3 Working With Data in R

In this chapter we will apply what we learned in the previous section to real data. We will learn how to read and write data in R and manipulate the data, using native functions from R.

3.1 Setting the Working Directory

When you open R and RStudio it will work in a default directory. So, before we can load data, we have to set our working directory, in which R looks for our data files.

To see our current working directory, type:getwd(). We can change or set our working director using the setwd("") function. When running R on a Windows machine, make sure to change the slashes to forward slashes/”, or escape the backwards slashes to set a path like "C:\\Users\\Name\\".

3.2 Clearing Objects

As a next step, you may want to start each R-script with a clean slate (e.g. “clear all” at the beginning of STATA do-file).

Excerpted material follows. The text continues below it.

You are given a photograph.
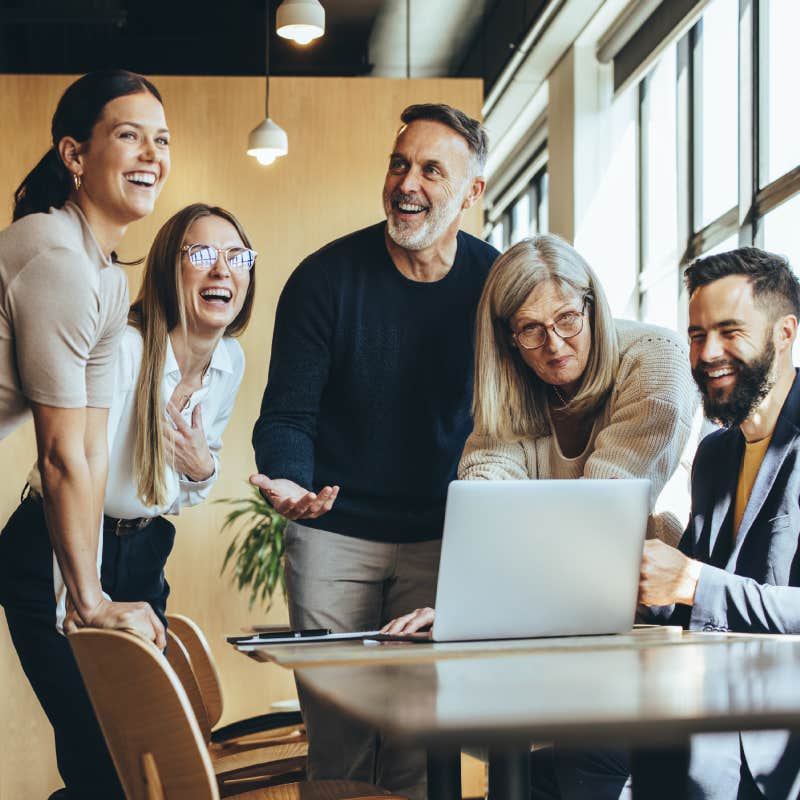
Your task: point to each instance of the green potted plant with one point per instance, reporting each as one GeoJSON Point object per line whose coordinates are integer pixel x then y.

To empty the memory and remove all objects, type:

rm(list = ls())

3.3 Saving and Loading R Scripts and Native R Files

You can save your current R script (*.R) by clicking on the save button in the top left of RStudio. To save one or multiple objects (e.g. data frames) from your current work space as an *.Rdata file, type save():

x <- 1:10
save(x, file = "X.RData")

To load them again, use

load(file = "X.RData")
x
#>  [1]  1  2  3  4  5  6  7  8  9 10

We strongly recommend to NEVER overwrite your original data source!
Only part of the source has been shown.